It is alleged that George Zimmerman’s used of the term, “fucking coon” while following Trayvon Martin [after being discouraged from following him]. If so, then this was merely an example of the pervasive and deep-seated scorn other races have toward us black people. The police investigation, cursory at best, was also an indication of how the life of a black person is valued [i.e., devalued]. And wearing a “hoodie” while carrying a bag of Skittles and a can of Ice Tea only made Trayvon Martin even more sinister.  But the primary point is as far as Zimmerman and the local police were concerned, Trayvon Martin should not have been black.

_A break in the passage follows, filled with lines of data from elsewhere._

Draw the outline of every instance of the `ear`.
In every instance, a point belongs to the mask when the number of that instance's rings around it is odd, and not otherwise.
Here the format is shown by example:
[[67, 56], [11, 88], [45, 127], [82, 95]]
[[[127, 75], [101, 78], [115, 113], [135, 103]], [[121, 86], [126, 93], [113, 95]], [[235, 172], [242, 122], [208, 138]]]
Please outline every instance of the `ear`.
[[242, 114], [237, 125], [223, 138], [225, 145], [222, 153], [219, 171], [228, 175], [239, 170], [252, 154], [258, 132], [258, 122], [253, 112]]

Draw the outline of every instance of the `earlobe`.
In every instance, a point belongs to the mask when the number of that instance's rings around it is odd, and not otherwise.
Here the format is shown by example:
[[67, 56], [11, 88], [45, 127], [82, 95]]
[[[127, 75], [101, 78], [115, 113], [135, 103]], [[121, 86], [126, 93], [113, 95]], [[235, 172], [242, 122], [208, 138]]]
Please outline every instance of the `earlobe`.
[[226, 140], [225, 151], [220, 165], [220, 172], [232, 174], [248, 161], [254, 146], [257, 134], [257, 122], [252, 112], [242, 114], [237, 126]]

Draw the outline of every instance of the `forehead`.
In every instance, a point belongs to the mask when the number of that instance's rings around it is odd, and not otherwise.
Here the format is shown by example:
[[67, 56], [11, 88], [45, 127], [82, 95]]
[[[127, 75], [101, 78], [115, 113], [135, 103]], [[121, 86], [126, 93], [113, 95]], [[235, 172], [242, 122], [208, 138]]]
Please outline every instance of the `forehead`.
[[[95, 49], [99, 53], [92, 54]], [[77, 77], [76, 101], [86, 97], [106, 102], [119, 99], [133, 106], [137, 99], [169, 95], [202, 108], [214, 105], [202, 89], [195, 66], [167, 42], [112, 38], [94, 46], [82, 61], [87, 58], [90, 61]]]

To a racist, being black is the crime and being white allows them to be judge, jury and most of all, the executioner.

As further proof of how much we black people are viewed with disdain and disrespect please note the following: In the book, “The Hunger Games” written by Suzanne Collins, the character “Rue” is described as having “dark brown skin and eyes.” Nonetheless, after seeing the movie, several people tweeted or wrote on Facebook –

  • “why does rue have to be black gonna lie kinda ruined the movie.””Kk call me racist but when I found out rue was black her death wasn’t as sad. #ihatemyself.””Awkward moment when Rue is some black girl and not the little blonde innocent girl you picture.””Everything from the innocuous ‘She’s not how I pictured her’ to ‘I was all sad and like ‘she’s black!'”By Vera H-C Chan | Movie Talk – Tue, Mar 27, 2012 2:27 PM EDT [Race Controversy Over The Hunger Games]Racism is more American than “mom, apple pie and baseball.” This racism is both overt and insidious and as such, we as black people must “stand our ground” against it by calling it out and loudly urging our leaders to enforce the laws that are supposed to provide “life, liberty and freedom for all.” This is not pollyannish advice; it is reality. Racism is often an ugly face behind a pretty mask. 

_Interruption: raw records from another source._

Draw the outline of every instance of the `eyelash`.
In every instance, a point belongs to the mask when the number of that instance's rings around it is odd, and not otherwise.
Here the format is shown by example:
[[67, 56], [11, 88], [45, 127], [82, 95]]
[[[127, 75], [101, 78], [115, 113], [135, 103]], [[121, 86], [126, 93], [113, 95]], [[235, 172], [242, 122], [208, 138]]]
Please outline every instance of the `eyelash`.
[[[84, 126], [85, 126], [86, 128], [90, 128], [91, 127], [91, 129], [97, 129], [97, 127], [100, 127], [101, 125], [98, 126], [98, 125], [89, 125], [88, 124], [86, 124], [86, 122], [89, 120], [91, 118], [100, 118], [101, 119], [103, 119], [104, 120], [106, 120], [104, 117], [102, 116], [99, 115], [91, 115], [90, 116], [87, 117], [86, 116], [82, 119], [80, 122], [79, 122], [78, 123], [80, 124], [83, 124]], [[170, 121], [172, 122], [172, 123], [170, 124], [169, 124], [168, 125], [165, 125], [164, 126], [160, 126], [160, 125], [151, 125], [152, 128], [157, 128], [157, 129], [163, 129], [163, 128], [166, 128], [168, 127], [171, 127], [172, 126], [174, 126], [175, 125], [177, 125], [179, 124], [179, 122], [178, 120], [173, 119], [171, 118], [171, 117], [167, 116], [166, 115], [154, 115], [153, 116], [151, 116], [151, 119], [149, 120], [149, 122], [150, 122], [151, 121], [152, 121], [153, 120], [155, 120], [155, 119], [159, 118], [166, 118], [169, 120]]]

    The other aspect that requires that we “stand our ground” is for us to aggressively oppose many of the notions that sometimes reinforce the racism that pushes us to the bottom of the totem pole. We need to esteem education, and reject the idea that embracing respect for self and others are luxuries we cannot afford. Yes, indeed, we must work harder than, be better than, be smarter than, in so many ways in order to receive a modicum of respect. Such a reality is patently unfair but racism by its very nature imposes that burden on the oppressed and until it is eradicated or at least until it becomes marginal, that is life in these United States of White America. In other words, we must not give racists a stick to beat us with; they will find one without our help.  True, racists will loathe us no matter what, but at least we do not have to be complicit in that regard. 

    This does not mean I am exonerating racists for their actions or minimizing their culpability. This does not mean that Trayvon Martin bore any responsibility for his death. I am simply invoking the spirit of Harriet Tubman. Harriet Tubman saw racism/slavery for what it was and resisted it – called it out. She also believed in black people helping themselves while fighting against racism. It is this second idea that was integral to who she was. Helping her people to help themselves. She was so emphatic about black people helping themselves that she threaten to shoot any of those in her charge who became faint of heart.

    Thus, with regard to racism, we too must stand our ground against the forces that oppose our advancement [even our existence] as a race. But unlike George Zimmerman and those of his ilk, we must stand our ground, not with violence, but by shining the light on racism – by not letting it go unchallenged and finally,  by changing the perception we have of ourselves as a race.